There was awe, and there was pride at this vision.
There was awe and pride at the vision of the large pieces of steel for the cyostat base stored in the Cryostat Workshop.
ITER had come a long way since the Geneva Summit
30 years ago. "It has acquired a concrete and spectacular reality," added Bernard Bigot. "This building is ITER. These steel parts are ITER. Most important of all—you are ITER!"
Along the long way there may have been doubts and sometimes discouragement. "But ITER is too important to let these feelings take hold of us. What we are working for is much bigger than we are. What is at stake with ITER—and with fusion—is energy safety for the generations to come. And energy safety is one of the first conditions for a better life for all."

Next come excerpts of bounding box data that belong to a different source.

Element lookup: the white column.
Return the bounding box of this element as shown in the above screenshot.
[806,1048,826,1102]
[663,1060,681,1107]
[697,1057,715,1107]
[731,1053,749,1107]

With this in mind, the ITER staff (some 550 out of 650 staff members were present) closed ranks for the official photograph—a very impressive one, which conveyed the pride, commitment and enthusiasm of the men and women from 35 nations working to translate into reality "the dream of three generations of fusion physicists."
How the ITER staff grew — view slideshow below.

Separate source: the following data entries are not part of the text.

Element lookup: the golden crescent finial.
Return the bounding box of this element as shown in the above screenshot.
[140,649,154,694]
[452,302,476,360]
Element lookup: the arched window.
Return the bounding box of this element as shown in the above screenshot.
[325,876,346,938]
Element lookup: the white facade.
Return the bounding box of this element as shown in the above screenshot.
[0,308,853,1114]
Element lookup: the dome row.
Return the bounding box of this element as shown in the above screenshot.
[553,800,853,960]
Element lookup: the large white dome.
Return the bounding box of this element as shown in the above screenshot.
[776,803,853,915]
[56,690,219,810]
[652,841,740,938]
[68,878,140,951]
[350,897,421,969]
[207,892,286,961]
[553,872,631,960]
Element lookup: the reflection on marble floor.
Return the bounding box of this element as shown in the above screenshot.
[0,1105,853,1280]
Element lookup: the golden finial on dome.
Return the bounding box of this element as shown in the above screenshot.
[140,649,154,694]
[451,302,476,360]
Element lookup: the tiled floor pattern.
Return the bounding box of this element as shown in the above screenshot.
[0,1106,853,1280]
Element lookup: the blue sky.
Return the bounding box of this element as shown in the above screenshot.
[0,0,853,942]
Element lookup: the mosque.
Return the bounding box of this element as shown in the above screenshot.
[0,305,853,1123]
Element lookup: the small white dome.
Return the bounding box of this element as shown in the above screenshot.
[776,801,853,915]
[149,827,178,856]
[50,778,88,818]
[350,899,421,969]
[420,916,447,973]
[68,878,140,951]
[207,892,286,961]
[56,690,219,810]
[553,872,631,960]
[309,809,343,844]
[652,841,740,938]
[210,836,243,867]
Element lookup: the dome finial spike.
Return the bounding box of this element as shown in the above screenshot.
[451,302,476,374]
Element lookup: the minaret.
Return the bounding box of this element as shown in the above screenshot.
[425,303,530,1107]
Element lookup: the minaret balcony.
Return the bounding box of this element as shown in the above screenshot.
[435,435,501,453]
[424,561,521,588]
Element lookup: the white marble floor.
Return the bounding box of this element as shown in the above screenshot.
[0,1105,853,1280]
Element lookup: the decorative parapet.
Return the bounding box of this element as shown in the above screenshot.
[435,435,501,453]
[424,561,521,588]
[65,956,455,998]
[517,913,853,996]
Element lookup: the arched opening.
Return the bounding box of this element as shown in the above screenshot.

The men, the women and the components
On 21 January 2016, 650 people are directly employed by the ITER Organization. At least 550 of them can be seen here in the Cryostat Workshop against the backdrop of the first machine components delivered to ITER.
Celebrating "ITER Day"
ITER Day is celebrated on 2 September 2011 at the near-completed Poloidal Field Coils Winding Facility—the first building on the platform. Some 474 staff members, plus the mayors of Aix-en-Provence and Saint-Paul-lez-Durance, representatives of CEA and local French authorities, commemorate the unanimous decision of the ITER Members to build the ITER installation on the site proposed by Europe.
All together now
One year before building construction begins on the platform, in May 2009, ITER employees join colleagues from the European Domestic Agency and Agence ITER France at the very spot where the Tokamak will one day stand. Some 362 people are now directly employed by the ITER Organization.

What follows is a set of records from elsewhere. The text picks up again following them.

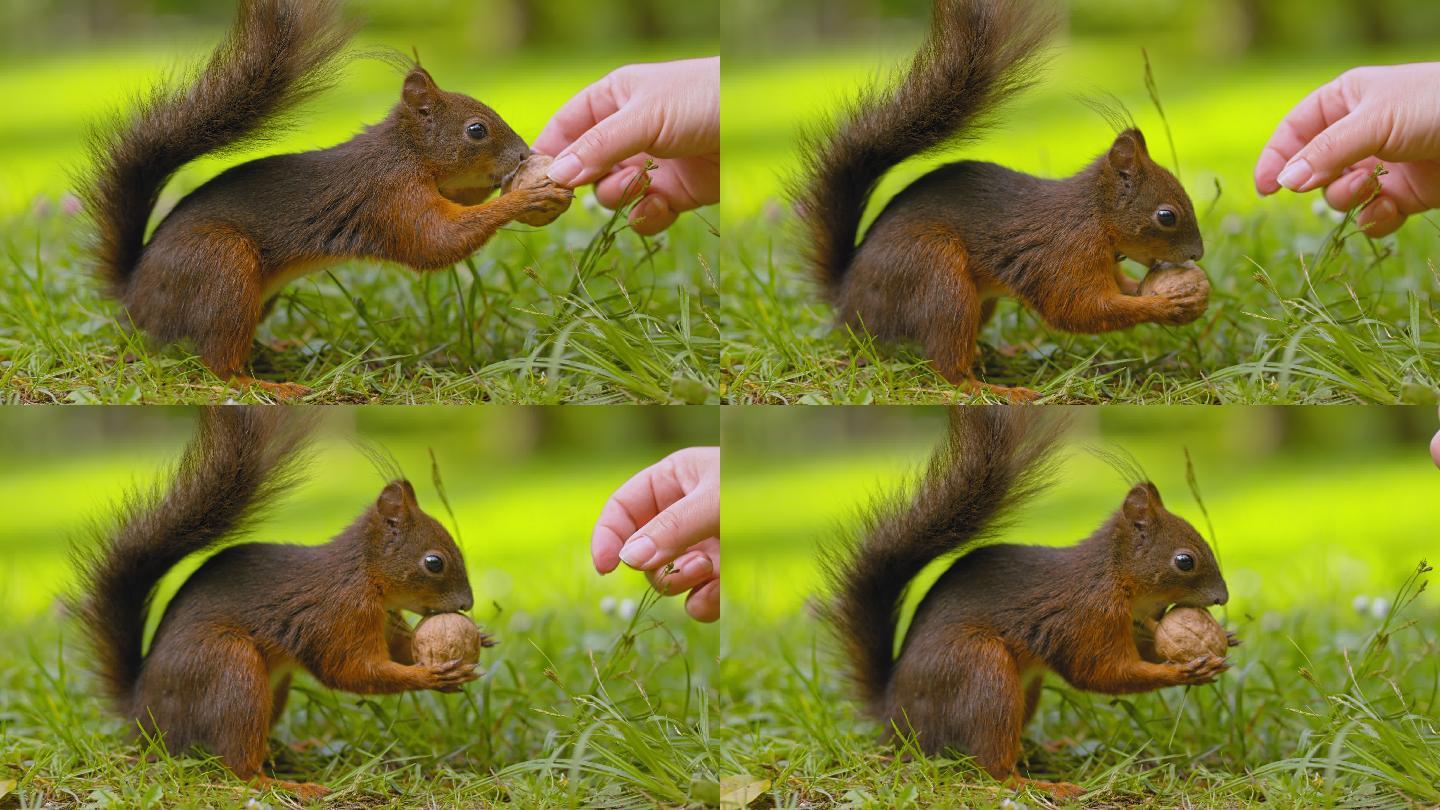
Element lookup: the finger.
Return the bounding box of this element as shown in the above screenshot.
[685,579,720,621]
[629,195,680,236]
[1254,79,1349,195]
[531,76,621,157]
[1274,111,1385,192]
[645,543,716,597]
[550,104,660,189]
[590,460,685,574]
[1325,160,1380,210]
[1355,195,1405,239]
[621,481,720,571]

In front of first Headquarters
In November 2008, the team had grown to 293 directly employed staff members plus subcontractors. In a few short days, part of the team will be moving to the first office building on the ITER side of the fence.
At the edge of the forest
In February 2008 there are 219 ITER staff members, plus experts and contractors. This picture was taken at the edge of the small pine wood between the CEA and ITER sites.
First ITER Headquarters
By the end of 2006 the ITER team had grown. When this photo was snapped on 1 December, the ITER Agreement was only eight days old. And the "Joint Work Site" on CEA premises was soon to become ITER Organization Headquarters ...
The Original Seven
It's hard to believe, but in February 2006 the on-site ITER Team is composed of ... seven people. From left to right: Jean-Philippe Girard (Safety); Eisuke Tada (Project Office and Joint Work Site Management); Akko Maas (Scientific Advisor); John How (Technical Coordination); Aurelie Annicchiarico (Assistant to Eisuke Tada); Jerry Sovka (Buildings) and Tetsushi Nagahama (Buildings). In the following month, they were joined by Director-General nominee Kaname Ikeda, and his assistants Sachiko Ishizaka and Hiroshi Matsumoto.